Gen. Ahmed Gaid Salah, one of the top power brokers in the ruling regime who had until recently been loyal to the president, threw his weight behind what he called the “legitimate demands” of the demonstrators in a speech broadcast continuously on Algerian television.

The statement from the powerful army leader seemed to signal a near end to the president’s rule, and the thousands of people who have taken to the streets of the capital, Algiers, and other cities almost every day for weeks were joyful at the news.

But that joy could be short lived.

Army intervention has been decisive in resolving political crises throughout Algeria’s history, and Tuesday’s speech by General Gaid Salah in the desert town of Ouargla, in the country’s center, appeared to be another such moment.

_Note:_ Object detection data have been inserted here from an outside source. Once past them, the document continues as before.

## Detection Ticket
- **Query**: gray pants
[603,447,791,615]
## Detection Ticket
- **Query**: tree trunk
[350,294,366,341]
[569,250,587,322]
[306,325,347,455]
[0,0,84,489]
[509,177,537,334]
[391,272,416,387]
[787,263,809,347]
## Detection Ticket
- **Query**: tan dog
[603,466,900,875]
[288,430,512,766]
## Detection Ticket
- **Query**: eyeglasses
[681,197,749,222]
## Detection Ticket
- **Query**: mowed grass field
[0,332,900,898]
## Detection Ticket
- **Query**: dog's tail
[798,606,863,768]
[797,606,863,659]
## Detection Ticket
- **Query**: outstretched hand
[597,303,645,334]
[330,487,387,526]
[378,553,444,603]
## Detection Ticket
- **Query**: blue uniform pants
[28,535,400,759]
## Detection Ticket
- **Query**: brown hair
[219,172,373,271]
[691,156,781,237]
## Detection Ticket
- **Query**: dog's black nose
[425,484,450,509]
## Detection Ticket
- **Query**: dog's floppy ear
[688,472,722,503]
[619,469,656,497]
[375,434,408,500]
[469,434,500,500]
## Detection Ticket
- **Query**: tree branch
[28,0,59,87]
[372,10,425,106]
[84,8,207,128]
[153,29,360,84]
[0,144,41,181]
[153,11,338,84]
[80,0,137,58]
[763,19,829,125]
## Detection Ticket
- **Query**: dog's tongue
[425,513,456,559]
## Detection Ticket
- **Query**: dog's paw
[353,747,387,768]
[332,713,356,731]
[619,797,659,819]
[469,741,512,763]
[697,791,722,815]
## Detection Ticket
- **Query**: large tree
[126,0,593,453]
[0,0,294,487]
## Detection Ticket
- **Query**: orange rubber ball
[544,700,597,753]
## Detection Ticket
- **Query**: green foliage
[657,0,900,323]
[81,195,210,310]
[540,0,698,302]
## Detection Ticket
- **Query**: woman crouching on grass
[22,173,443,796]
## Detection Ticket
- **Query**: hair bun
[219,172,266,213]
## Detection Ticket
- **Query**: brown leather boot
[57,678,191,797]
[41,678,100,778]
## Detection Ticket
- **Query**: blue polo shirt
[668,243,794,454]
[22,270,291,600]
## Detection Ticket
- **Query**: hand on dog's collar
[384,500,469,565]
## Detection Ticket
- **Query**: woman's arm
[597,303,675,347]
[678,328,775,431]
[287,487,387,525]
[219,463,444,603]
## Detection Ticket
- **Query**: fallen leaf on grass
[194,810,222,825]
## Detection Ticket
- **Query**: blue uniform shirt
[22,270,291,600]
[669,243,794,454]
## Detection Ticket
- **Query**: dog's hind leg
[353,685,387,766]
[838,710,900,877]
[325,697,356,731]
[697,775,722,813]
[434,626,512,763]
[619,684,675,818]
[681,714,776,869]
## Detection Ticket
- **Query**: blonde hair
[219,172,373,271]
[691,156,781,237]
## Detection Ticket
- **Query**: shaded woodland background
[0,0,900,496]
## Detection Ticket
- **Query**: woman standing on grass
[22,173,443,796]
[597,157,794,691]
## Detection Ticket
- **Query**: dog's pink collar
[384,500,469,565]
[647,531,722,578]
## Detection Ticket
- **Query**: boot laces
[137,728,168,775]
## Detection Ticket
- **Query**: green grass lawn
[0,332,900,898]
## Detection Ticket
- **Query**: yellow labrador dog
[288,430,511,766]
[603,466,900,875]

But it was far less clear that Mr. Bouteflika’s removal would in fact meet the demonstrators’ other principal demand — an end to the corrupt nexus of politics, money and brute force that has come to be known to Algerians simply as the “System.”

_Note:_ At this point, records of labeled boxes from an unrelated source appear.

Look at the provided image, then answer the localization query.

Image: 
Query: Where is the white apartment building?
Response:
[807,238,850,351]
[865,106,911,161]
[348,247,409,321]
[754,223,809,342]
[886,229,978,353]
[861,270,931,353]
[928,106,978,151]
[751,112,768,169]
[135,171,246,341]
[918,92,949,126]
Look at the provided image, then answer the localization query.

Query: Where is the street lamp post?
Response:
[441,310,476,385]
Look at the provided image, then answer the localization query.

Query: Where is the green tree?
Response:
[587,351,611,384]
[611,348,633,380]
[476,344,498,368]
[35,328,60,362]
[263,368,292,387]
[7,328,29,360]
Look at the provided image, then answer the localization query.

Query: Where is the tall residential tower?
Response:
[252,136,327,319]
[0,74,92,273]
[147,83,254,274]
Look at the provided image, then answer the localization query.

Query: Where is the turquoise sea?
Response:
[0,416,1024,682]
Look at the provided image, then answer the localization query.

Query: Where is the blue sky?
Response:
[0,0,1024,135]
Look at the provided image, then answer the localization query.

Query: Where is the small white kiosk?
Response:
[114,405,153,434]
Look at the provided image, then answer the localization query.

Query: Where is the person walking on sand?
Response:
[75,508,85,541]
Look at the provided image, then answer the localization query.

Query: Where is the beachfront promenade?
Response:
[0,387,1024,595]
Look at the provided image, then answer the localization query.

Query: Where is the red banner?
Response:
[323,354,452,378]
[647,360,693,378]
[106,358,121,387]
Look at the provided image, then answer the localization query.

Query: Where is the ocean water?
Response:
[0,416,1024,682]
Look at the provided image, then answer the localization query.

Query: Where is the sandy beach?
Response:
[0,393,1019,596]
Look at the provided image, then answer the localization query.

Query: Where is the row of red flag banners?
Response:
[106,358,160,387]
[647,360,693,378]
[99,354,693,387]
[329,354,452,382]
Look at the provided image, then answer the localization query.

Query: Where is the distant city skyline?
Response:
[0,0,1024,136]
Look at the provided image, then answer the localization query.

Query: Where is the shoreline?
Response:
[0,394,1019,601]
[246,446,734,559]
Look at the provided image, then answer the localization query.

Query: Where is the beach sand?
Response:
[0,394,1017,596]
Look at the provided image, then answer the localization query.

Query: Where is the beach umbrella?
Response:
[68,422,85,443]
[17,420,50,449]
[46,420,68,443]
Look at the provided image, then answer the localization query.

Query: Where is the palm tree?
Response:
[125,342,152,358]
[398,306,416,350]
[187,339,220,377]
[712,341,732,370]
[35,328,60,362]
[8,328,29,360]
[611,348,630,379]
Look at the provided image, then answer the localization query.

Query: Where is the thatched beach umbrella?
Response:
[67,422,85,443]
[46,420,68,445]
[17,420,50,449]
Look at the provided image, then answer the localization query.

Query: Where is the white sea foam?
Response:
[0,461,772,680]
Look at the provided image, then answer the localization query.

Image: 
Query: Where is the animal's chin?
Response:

That is the more difficult goal, analysts have suggested, as virtually all those in government are part of the System, including the man who would be designated as Mr. Bouteflika’s temporary constitutional successor, the president of the senate, Abdelkader Bensalah.

He was reappointed to his position by Mr. Bouteflika in 2013, is close to the Algerian president and like him is from the country’s west. At 76 he is part of the ruling gerontocracy and is a leading member of the R.N.D. party, which forms a coalition with the ruling F.L.N.

The procedure called for by General Gaid Salah involves a declaration by the country’s Constitutional Council that Mr. Bouteflika is unfit, a two-thirds vote in Parliament ratifying the declaration, interim rule for a maximum of 90 days by the president of the National Council — Mr. Bensalah — and elections within that span.

It was not immediately clear Tuesday when this sequence would begin.